Built as a commercial venture in 1793 by Elisha Wheeler and Asher Goodnow, the Federal-style Hosmer House is named in memory of Reverend Edwin Barrett Hosmer, father of artist Florence Ames Hosmer (1880–1978), who purchased the house in 1897.
A graduate of the Massachusetts College of Art, where she later served on the faculty, Florence Hosmer fully supported herself by selling paintings commissioned by dignitaries, musicians, friends, and relatives, and by teaching art in private and public schools. She maintained a studio and tearoom on Newbury Street in Boston in the 1940s and spent her summers at artist colonies in Peterborough, New Hampshire, Ogunquit, Maine, and on Cape Cod in Massachusetts. Hosmer’s paintings have been displayed by The Copley Society and The International Institute of Boston, and are in the permanent collections of the Essex Institute of Salem, Massachusetts, Dartmouth College in New Hampshire, the Danforth Museum in Framingham, Massachusetts, the Park Street Church in Boston, and in private collections.

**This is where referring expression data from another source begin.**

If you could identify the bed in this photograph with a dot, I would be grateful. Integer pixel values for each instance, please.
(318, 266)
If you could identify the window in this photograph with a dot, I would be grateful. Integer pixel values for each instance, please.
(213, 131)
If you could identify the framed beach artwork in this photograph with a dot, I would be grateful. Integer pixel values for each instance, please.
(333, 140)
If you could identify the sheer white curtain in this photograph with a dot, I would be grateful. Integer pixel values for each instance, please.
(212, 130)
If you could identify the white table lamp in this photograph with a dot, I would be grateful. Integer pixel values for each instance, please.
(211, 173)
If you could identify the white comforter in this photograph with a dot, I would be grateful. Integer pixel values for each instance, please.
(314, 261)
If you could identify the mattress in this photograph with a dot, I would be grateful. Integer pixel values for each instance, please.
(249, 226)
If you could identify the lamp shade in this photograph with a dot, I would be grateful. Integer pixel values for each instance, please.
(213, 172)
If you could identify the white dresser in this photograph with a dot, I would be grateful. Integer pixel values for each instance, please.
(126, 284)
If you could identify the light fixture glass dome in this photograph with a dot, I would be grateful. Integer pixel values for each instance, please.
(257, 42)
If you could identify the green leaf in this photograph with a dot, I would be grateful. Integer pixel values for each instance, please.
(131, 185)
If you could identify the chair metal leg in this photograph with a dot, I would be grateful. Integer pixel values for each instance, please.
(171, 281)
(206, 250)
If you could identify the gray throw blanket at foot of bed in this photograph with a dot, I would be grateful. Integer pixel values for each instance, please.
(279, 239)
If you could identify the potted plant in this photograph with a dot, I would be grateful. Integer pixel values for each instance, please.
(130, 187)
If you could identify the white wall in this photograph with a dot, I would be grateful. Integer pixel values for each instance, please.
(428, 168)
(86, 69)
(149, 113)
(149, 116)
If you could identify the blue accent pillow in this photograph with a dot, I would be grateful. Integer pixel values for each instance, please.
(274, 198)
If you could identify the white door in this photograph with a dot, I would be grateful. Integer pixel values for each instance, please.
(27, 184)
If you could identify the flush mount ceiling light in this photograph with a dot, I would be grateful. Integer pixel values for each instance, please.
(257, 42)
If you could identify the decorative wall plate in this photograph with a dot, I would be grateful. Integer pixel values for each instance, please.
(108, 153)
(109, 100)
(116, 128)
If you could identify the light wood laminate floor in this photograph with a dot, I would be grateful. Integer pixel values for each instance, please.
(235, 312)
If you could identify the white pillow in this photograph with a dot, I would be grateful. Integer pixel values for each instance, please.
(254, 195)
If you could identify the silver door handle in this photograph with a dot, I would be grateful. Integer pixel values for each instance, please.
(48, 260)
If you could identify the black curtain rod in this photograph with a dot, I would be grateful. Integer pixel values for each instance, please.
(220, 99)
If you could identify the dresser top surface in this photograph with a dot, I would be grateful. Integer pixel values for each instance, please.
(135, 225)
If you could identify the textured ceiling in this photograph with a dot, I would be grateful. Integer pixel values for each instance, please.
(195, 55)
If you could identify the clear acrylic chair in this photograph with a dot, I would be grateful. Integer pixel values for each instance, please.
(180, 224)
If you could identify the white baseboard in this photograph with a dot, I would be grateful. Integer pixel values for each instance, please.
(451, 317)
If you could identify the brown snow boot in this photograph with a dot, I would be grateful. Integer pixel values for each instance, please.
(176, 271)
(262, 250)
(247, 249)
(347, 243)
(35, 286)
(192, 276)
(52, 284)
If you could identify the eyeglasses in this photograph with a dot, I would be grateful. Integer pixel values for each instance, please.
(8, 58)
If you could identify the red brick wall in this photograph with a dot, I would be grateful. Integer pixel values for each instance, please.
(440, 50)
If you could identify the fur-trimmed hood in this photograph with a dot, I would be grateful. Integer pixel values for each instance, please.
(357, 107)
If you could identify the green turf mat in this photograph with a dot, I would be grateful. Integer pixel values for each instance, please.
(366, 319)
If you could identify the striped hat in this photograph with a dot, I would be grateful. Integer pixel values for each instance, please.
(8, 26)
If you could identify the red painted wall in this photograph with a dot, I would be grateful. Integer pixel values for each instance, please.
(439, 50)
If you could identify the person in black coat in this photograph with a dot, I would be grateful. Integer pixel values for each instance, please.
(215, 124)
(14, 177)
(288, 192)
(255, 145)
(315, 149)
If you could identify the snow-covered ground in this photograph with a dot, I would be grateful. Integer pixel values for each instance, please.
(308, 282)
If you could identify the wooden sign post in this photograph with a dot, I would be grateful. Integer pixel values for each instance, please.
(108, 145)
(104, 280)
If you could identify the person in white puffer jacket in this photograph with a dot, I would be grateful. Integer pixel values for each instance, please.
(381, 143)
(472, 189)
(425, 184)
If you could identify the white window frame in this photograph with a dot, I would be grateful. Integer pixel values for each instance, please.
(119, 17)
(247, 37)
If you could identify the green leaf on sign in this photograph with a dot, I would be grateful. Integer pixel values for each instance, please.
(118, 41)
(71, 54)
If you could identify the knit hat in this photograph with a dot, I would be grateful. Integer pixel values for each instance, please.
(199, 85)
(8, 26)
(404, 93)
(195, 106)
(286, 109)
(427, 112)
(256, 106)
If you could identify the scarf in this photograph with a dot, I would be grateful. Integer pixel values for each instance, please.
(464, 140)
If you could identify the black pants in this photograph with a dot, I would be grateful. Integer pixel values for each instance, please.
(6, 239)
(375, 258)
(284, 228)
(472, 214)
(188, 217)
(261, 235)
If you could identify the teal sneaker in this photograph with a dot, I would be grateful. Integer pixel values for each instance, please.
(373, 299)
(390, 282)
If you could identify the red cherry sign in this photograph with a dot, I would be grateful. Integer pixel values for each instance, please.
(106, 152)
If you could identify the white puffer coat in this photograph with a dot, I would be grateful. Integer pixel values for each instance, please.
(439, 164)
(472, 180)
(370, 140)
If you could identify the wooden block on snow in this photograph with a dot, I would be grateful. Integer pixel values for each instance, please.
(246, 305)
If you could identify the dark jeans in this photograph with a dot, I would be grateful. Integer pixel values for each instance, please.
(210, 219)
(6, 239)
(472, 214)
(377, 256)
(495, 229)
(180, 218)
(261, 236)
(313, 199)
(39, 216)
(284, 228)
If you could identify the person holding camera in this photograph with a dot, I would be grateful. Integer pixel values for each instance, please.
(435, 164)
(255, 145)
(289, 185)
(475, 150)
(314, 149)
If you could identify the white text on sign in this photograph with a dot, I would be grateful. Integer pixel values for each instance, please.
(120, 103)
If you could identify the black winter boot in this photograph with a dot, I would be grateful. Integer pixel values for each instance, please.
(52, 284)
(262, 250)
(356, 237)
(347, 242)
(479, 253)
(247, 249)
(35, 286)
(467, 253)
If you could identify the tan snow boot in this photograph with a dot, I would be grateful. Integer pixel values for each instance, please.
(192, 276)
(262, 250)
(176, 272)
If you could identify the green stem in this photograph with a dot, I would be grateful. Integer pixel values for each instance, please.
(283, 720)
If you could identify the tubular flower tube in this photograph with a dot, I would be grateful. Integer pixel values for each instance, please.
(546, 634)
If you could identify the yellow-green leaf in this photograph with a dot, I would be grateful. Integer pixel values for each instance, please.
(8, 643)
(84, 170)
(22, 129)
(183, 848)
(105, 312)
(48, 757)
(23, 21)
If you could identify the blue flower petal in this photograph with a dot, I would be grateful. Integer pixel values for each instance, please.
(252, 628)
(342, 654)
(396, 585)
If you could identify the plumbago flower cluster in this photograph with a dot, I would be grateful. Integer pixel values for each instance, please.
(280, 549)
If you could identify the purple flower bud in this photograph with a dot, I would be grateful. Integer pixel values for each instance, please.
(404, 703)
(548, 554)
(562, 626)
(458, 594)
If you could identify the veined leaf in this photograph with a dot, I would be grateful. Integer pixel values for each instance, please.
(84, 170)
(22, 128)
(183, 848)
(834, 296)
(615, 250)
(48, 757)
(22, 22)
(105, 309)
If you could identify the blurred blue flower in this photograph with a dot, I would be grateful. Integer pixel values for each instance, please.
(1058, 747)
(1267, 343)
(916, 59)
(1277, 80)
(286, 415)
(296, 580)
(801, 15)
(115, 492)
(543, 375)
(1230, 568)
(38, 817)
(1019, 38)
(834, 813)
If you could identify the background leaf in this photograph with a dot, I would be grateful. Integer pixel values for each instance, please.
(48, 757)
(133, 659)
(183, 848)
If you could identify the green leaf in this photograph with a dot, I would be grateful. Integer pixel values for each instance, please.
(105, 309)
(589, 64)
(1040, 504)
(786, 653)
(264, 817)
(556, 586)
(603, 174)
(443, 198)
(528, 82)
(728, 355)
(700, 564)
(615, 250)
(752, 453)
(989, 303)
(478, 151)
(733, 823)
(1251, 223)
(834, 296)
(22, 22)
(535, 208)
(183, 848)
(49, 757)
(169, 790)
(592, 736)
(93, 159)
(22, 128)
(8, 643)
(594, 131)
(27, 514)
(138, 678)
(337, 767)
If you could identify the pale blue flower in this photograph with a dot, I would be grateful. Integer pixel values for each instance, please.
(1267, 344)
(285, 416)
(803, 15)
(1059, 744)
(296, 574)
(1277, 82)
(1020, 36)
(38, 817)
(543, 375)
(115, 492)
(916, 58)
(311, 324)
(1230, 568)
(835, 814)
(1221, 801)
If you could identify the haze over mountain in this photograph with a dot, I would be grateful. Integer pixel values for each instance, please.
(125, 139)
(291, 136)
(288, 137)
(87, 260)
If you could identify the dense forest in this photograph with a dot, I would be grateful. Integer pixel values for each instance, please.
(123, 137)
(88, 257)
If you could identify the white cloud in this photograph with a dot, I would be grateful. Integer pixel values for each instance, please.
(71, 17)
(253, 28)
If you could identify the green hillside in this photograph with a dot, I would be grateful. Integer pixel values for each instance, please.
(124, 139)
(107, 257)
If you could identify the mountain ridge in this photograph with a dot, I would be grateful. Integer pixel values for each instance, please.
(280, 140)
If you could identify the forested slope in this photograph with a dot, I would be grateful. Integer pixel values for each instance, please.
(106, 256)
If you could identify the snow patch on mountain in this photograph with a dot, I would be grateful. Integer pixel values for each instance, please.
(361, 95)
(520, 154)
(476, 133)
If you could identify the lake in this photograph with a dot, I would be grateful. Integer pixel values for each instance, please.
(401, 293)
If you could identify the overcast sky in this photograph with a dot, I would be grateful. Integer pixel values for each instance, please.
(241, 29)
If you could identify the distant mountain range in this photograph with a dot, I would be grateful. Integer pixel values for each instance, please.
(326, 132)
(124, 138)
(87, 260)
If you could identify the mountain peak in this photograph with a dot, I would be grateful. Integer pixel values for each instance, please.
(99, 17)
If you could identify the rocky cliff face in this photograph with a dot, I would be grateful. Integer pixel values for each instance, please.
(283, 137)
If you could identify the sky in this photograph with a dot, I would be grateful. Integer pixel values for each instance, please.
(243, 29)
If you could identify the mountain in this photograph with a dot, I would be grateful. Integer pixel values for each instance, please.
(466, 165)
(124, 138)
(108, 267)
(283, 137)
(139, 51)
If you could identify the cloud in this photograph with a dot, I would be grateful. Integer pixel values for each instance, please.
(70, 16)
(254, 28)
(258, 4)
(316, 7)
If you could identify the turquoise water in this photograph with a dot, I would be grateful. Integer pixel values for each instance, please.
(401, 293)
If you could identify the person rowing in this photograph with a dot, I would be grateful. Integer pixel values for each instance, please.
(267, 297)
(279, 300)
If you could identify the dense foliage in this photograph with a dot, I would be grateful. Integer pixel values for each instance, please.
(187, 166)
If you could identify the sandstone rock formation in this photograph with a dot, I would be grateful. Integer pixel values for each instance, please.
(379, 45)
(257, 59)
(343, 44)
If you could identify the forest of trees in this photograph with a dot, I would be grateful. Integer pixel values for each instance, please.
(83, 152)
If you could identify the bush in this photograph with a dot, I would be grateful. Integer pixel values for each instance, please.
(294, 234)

Hosmer deeded the property to the Town of Sudbury in 1959 with the condition that the Town provide for her care until her death, stipulating the house and its contents remain on display to the public as a memorial to her father. She also left over 450 of her paintings to the Town, many of which are on display at the house.
The Hosmer House is managed by the Sudbury Historical Commission, and is open to the public on major holidays and the first weekend in December.